In Machine Learning, potential applications are found first, and then the math that allows them to be understood and clearly defined, significantly improving the process. A “professional” knowledge of these applications is therefore necessary. It was in view of this that the chair in Machine Learning for Big Data of Télécom ParisTech (see insert) was created with Criteo, PSA Peugeot Citroën, the Safran group and a major French bank. The idea is to work together with industry and academics to produce effective products based on the partners’ projects and notably providing increased knowledge of the state of the art for some and a keener understanding of the challenges of application for others.

Big Data refers at the same time to a specific infrastructure and a list of unresolved problems. Stéphan Clémençon regrets that in France, “we have missed out on the equipment stage” but fortunately, he adds: “we do have a large number of innovative SMEs headed by well-educated students, especially in applied mathematics.” Data engineering is multi-disciplinary by definition and the trump card of a school like Télécom ParisTech, which teaches in a variety of fields, is being able to offer specialized programs, in particular since, as Stéphan Clémençon underlines, “Machine Learning relates to key business challenges and there are lots of potential applications in this field.

A chair for Machine Learning

The chair in “Machine Learning for Big Data” was created at the end of 2013 and has fifteen professors, all from Télécom ParisTech.

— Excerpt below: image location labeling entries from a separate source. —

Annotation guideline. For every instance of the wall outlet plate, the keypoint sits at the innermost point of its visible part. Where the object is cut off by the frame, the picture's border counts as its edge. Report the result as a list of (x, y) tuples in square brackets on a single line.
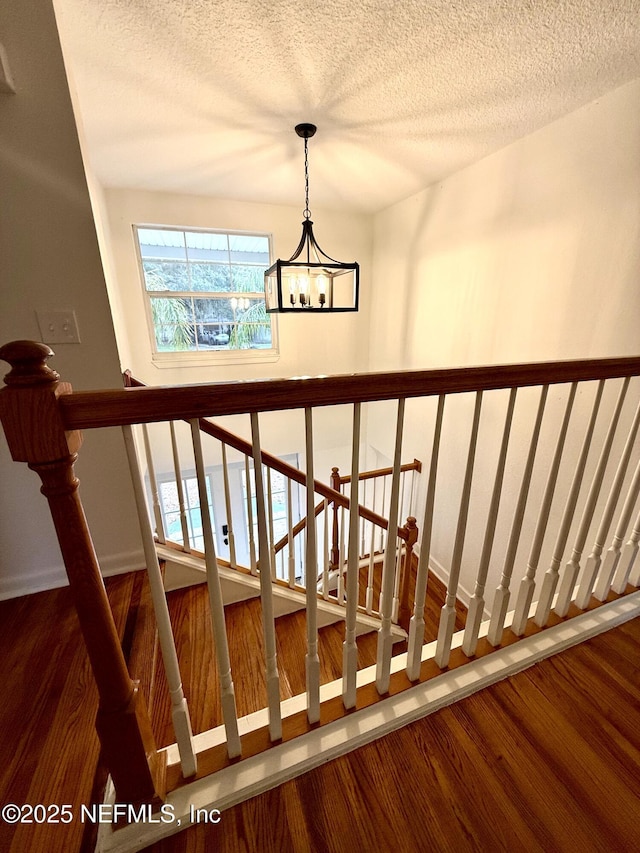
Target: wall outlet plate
[(6, 81), (58, 327)]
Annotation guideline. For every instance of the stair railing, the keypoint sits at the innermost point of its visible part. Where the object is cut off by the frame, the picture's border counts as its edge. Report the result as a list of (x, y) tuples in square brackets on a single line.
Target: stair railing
[(573, 473), (334, 509)]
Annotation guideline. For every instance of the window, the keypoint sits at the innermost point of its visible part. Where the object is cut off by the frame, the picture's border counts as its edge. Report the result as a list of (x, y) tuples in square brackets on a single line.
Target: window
[(170, 508), (205, 290)]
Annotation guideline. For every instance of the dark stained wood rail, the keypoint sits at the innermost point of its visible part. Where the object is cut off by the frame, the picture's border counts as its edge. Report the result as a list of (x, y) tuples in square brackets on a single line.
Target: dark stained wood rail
[(30, 415), (242, 446), (93, 409)]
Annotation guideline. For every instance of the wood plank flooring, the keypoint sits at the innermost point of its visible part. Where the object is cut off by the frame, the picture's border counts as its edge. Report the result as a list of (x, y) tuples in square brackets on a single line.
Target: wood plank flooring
[(548, 760), (48, 746), (189, 610)]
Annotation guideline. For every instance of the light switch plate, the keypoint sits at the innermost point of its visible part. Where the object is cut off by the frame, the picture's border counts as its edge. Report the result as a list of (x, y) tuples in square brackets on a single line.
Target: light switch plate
[(58, 327)]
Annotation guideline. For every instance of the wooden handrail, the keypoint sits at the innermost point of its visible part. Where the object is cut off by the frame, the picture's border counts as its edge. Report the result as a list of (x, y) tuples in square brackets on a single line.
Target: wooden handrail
[(416, 465), (93, 409), (30, 415), (297, 528), (244, 447)]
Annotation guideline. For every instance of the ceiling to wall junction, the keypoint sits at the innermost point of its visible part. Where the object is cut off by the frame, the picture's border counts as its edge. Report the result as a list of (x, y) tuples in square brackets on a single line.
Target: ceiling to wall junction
[(201, 96)]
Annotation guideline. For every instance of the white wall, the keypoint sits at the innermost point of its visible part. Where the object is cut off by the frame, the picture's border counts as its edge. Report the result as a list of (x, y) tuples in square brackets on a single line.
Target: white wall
[(49, 259), (531, 254)]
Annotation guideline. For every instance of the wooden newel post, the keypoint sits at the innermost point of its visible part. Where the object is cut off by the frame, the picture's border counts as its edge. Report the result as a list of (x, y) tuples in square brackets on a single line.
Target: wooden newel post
[(410, 538), (334, 559), (35, 434)]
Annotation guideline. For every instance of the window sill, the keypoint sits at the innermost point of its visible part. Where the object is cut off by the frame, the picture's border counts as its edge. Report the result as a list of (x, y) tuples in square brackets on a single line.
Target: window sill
[(206, 359)]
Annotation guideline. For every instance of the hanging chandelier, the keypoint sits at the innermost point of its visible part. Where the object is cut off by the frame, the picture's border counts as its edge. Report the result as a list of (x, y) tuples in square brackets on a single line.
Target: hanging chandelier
[(311, 280)]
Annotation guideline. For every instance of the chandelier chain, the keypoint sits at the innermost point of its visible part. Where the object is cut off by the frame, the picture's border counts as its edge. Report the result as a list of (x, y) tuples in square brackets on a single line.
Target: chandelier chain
[(306, 212)]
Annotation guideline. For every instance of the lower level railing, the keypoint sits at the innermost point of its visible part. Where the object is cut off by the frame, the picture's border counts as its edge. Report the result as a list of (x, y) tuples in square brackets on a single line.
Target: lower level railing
[(530, 468)]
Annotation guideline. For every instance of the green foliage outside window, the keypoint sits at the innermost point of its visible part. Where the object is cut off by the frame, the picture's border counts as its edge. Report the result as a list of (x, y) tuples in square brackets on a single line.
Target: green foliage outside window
[(205, 289)]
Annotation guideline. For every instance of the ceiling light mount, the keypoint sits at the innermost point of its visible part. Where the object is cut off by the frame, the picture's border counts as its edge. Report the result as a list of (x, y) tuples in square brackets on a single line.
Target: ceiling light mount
[(311, 280)]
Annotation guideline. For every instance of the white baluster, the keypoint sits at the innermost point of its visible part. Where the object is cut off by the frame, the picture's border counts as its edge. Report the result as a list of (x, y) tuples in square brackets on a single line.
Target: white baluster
[(216, 606), (594, 559), (527, 584), (476, 604), (503, 593), (396, 581), (551, 576), (186, 543), (363, 526), (157, 512), (266, 593), (371, 571), (228, 509), (628, 560), (384, 649), (252, 543), (291, 552), (572, 569), (416, 625), (448, 612), (312, 661), (341, 559), (349, 647), (613, 564), (272, 541), (384, 513), (325, 549), (179, 709)]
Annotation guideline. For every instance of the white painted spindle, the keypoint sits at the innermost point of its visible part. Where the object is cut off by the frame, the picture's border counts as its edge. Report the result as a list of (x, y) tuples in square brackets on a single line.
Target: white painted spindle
[(448, 612), (503, 592), (272, 541), (186, 543), (252, 543), (416, 625), (179, 709), (396, 581), (216, 606), (228, 509), (629, 564), (527, 585), (326, 562), (384, 648), (341, 558), (349, 647), (291, 548), (153, 483), (594, 560), (572, 569), (476, 604), (618, 568), (266, 592), (312, 661), (552, 574)]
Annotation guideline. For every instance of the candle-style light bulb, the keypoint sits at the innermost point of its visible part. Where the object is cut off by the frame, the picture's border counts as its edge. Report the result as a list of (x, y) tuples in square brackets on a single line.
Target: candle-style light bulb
[(322, 289), (303, 285)]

Its aim is to inform people about Machine Learning, illustrate the ubiquity of math and carry out a research program with four private partners who are providing a financial contribution of two million euros over five years, as well as real and concrete challenges:

  • Criteo, a world leader in advertising targeting, aims to offer each internet user the link that they are most likely to click on according to their browsing history. How can the enormous space of the Web be explored?
  • The Safran group manufactures 70% of the world’s civil and military plane engines. How can anomalies be detected in real time and the replacement of a part suggested before failure occurs?
  • PSA Peugeot Citroën hopes to connect data with its uses. How can construction costs be reduced and the commercial offering optimized, with models that meet market expectations?
  • A French banking group is launching an all-digital bank. How can client accounts be monitored in real time? How can its use be made simpler and the right financial products be offered?

To find out more

Stimulating Machine Learning research and teaching

Stéphan Clémençon joined Télécom ParisTech in 2007 in order to develop teaching and research in Machine Learning, automated learning from data. He is in charge of the STA (Statistics and Applications) group and is head of the Advanced Master’s program titled “Management and Analysis of Big Data”. He set up the “Data Scientist” Specialized Studies Certificate awarded by the school for continuous learning, for engineers wanting to increase their skills in Machine Learning techniques. Stéphan also teaches at ENS Cachan and at the University of Paris Diderot, and is an Associate Professor at the Ecole des Ponts ParisTech and ENSAE ParisTech.

AT TÉLÉCOM PARISTECH

Six strategic fields have been identified as having a strong potential for bringing together forces of research:

  • Big Data, the dynamics of data and knowledge
  • Digital confidence, security, safety and risks
  • Very large networks and systems
  • Real-virtual interactions
  • Modelling
  • Interdisciplinary approaches to innovation

Machine Learning is one of the areas of expertise in the field of Big Data.